Scheduled to be held three months after the inauguration of the new United States president, the summit is ideally timed ("timing isn't everything, it's the only thing") to launch his programme for the Caribbean and Latin America.
A President Obama, who has been described by Trinidadian Prime Minister Patrick Manning as "a breath of fresh air", would certainly receive quite a welcome in Port-of-Spain.
Some inkling of what such a programme would look like was given at Obama's speech last May in Miami, titled 'A New Partnership for the Americas'.
Key points include the reinstatement of the Special Envoy for the Americas, the strengthening of the State Department (incredible as this may sound, the Pentagon has more lawyers that the State Department has Foreign Service Officers) and the expansion of the Peace Corps. What would such a programme entail for the Caribbean?
Obama, apart from spending a long weekend on the US Virgin Islands this past summer, has not visited the region and has not been too specific about it. Yet, as Dan Restrepo, Obama's go-to man for Latin American issues, told me in response to a question at that meeting in DC, Obama is fully conscious of the Caribbean's condition as the US 'third border'.
In that sense, "the need to have a robust economy at home" would be the soundest base for any US policy towards the Caribbean, as that would ensure a steady flow of tourists and of remittances, two key sources of foreign exchange for the region. With the present US economic crisis, those words acquire a special significance.
Interestingly, on economic issues, Obama is by no means the flaming liberal he is often portrayed to be.
'Obamanomics', inspired by some of his colleagues at the University of Chicago where he has taught constitutional law, aims for a middle ground between government intervention in the economy, a la New Deal, and the laissez-faire, laissez-passer approach followed over the last eight years that has led us to the current mess. The basic notion here is to use enough regulation to avoid abuse by business of the consumer, but not that much that it stifles entrepreneurship and initiative.
Restrepo also mentioned the sensitive subject of Caribbean tax havens and the need to rein them in through a more transparent relationship with the US Treasury.
Obama has backed the Stop Tax Havens Abuse Act, legislation aimed at offshore financial centres.
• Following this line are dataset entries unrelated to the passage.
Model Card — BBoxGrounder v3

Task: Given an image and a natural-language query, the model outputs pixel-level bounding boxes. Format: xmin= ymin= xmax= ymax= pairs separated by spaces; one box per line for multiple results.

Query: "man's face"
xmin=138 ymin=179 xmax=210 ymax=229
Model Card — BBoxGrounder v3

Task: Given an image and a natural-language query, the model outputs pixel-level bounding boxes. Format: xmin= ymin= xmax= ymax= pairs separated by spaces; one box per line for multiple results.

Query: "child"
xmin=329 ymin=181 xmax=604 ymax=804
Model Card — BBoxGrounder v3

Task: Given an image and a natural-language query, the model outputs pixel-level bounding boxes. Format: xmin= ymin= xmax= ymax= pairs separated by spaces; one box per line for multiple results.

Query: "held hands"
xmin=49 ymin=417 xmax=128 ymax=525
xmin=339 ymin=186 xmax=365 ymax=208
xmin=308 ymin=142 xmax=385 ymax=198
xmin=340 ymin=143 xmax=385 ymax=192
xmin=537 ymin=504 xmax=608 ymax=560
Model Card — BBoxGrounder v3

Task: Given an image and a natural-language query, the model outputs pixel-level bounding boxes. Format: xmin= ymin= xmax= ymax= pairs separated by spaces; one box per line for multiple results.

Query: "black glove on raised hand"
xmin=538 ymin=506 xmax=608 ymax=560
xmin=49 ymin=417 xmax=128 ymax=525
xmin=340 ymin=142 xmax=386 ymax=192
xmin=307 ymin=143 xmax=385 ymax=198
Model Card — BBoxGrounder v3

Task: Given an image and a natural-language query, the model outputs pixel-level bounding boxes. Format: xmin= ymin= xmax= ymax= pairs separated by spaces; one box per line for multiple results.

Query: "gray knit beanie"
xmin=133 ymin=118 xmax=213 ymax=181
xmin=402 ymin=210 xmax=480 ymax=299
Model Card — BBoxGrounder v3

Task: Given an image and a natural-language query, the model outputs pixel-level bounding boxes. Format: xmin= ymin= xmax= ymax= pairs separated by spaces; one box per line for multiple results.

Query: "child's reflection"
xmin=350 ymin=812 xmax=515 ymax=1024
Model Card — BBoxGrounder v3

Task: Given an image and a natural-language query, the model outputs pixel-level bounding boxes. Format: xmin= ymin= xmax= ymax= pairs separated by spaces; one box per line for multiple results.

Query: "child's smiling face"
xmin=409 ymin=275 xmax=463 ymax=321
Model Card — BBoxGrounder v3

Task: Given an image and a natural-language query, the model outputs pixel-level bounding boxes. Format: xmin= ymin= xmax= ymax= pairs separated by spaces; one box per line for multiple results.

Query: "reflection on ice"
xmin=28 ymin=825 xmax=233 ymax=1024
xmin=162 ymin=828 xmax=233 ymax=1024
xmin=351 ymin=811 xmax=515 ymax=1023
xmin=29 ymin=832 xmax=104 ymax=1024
This stance is also linked to Obama's broader concern about the need to curtail outsourcing of jobs from the US.
This reflects an old pattern, well known in the Caribbean. Because of their special needs and circumstances, the West Indies, and also the larger islands, have had to find special niches (and special treatment) within the global economic system that will allow them to prosper and survive - be it Section 936 of the US Tax Code in Puerto Rico or the banana policy followed by the European Union towards the ACP.
With globalisation and liberalisation, however, these exceptions have come under fire and end up being scrapped, with the Caribbean being left holding the bag. Something similar may happen now with the OFCs.
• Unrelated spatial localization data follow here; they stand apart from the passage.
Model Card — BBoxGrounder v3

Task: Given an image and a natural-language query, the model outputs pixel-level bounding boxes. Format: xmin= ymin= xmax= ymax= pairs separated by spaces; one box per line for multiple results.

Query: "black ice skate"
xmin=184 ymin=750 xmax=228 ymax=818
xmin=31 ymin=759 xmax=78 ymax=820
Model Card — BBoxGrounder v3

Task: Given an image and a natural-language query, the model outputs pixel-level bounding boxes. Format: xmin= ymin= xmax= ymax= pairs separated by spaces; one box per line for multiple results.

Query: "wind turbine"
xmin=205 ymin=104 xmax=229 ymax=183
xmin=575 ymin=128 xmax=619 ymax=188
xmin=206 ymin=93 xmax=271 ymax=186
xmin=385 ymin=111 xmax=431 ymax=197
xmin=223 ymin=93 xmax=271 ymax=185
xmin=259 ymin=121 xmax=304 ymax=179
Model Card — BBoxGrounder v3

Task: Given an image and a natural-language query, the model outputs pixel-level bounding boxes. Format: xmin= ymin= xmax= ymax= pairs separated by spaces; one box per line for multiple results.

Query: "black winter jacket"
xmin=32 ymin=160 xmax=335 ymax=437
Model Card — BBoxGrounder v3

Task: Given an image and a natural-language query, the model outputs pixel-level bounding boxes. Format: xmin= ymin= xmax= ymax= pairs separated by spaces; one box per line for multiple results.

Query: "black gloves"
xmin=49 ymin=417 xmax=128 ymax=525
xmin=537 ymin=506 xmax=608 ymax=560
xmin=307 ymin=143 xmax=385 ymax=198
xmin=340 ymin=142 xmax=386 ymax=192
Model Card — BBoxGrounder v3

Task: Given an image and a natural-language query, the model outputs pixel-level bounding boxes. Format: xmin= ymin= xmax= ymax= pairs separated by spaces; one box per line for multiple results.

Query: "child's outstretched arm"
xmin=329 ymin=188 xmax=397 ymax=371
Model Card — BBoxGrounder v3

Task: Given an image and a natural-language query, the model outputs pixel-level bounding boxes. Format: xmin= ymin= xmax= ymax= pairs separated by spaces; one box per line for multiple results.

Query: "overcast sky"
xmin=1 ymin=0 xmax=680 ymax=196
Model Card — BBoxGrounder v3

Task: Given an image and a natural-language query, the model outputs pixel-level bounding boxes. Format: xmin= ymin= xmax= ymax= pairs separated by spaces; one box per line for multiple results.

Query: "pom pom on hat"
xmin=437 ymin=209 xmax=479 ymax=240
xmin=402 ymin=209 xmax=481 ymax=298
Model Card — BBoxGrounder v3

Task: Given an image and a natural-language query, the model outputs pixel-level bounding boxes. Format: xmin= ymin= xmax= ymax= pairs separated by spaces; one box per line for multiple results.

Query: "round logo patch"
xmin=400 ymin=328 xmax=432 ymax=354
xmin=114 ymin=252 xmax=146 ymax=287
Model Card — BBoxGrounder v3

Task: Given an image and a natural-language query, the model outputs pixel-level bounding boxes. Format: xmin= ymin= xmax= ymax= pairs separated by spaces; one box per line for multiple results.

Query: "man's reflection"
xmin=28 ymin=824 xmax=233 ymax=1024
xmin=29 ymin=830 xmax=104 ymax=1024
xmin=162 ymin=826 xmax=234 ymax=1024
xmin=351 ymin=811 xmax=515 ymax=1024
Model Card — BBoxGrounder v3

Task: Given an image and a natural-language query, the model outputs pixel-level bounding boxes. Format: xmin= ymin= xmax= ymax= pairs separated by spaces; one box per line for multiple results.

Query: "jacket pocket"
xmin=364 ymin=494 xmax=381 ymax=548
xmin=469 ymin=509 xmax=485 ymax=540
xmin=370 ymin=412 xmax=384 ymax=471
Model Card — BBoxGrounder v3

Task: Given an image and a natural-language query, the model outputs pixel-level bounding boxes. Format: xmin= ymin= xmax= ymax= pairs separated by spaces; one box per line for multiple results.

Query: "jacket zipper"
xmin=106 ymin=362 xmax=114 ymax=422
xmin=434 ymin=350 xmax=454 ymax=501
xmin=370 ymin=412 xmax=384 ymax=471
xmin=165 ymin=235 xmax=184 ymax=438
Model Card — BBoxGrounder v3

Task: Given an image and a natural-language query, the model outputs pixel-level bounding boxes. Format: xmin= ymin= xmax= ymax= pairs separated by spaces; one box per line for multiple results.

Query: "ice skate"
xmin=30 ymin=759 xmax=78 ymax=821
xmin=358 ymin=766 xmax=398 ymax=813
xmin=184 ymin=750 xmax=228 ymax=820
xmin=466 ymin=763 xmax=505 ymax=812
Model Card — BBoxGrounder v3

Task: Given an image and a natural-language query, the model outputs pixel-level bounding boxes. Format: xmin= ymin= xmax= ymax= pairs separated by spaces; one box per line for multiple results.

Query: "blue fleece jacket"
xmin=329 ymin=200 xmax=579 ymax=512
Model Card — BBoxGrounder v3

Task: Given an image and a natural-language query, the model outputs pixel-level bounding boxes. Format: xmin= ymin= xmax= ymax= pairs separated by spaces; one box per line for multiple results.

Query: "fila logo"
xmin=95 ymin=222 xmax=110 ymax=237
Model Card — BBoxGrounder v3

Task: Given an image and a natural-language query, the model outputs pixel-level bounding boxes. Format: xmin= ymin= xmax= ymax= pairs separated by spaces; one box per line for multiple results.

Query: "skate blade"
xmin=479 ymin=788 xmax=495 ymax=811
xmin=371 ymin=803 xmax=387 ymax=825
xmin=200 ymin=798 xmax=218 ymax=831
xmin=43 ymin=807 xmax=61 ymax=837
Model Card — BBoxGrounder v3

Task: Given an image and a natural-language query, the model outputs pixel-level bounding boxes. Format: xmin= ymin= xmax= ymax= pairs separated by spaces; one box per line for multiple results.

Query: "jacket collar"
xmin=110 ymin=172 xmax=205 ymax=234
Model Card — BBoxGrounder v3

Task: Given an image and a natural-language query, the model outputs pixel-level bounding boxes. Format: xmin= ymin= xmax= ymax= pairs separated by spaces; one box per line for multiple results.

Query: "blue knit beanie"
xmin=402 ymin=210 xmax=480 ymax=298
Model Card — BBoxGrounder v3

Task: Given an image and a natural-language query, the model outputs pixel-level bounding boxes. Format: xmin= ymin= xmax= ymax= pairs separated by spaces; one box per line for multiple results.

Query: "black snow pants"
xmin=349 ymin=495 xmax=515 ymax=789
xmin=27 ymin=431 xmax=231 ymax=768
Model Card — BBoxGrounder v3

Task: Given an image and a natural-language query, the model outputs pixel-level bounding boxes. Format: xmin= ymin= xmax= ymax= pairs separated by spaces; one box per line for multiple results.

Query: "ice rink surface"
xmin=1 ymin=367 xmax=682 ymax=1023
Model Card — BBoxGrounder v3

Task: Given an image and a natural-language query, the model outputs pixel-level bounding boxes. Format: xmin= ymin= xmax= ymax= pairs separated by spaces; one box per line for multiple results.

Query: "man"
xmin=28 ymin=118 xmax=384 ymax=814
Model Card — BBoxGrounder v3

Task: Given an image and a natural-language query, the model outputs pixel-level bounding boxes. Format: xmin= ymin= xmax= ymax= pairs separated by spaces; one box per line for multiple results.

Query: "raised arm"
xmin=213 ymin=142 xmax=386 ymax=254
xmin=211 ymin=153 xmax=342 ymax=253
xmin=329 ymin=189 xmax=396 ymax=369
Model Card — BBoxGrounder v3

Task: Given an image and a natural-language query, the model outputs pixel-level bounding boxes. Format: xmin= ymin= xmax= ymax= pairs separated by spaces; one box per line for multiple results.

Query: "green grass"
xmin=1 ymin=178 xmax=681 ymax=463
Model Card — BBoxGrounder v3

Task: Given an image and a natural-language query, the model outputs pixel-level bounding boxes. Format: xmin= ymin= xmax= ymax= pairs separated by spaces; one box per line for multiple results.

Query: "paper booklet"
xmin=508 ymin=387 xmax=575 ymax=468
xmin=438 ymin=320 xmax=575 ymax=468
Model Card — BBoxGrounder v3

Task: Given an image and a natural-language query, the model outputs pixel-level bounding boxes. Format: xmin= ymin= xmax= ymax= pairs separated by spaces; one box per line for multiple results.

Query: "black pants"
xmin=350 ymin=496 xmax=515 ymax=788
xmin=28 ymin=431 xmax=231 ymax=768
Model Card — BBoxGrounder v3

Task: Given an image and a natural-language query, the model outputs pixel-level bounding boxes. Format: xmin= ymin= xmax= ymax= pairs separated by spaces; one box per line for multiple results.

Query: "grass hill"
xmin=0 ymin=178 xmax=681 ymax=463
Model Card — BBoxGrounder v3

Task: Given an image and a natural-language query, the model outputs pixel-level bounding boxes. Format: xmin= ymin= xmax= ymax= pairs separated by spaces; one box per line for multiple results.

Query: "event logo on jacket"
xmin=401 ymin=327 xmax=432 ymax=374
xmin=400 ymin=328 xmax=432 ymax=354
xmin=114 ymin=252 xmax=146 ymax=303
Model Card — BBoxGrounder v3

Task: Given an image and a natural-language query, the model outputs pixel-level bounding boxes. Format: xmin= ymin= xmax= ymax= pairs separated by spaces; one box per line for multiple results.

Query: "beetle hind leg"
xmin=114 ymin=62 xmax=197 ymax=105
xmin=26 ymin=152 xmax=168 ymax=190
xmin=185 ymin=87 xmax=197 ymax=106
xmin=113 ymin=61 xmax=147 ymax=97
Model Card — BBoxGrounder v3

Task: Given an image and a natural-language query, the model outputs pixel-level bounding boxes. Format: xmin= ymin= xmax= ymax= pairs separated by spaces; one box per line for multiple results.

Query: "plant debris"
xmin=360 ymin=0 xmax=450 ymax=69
On the other hand, the Obama campaign statement about debt relief for the most impoverished nations, including those of the Caribbean, would be a most welcome measure, especially for debt-stricken Jamaica.
Perhaps the most significant departure from current policy, however, would come in US policy towards Cuba. In that same Miami speech, delivered to the Cuban American National Foundation (a rite of passage for all presidential candidates), Senator Obama promised to change the failed policies that have been followed for 50 years.
For Cuban Americans, this would mean unrestricted rights to visit family in the island (these are now limited) and to send remittances. For Cuba itself, it would entail a diplomatic re-engagement and dialogue, one designed to look for ways to move forward in the economic and political opening in the island, using a gradual relaxation of the embargo as leverage.
Enormous hopes and aspirations have been placed on Obama's candidacy and his eventual presidency. He seems to be blessed not just by considerable talent, but also by destiny. Just as his candidacy was flagging (partly because of not appointing Hillary Clinton as his running mate), the Wall Street financial crisis has given him a new impetus.
He is up in the polls once again, and much will depend on the upcoming presidential debates.
Going forward, however, he must recover the élan and spirit of the first half of this year, when he captured the imagination of the American people and, indeed, the world.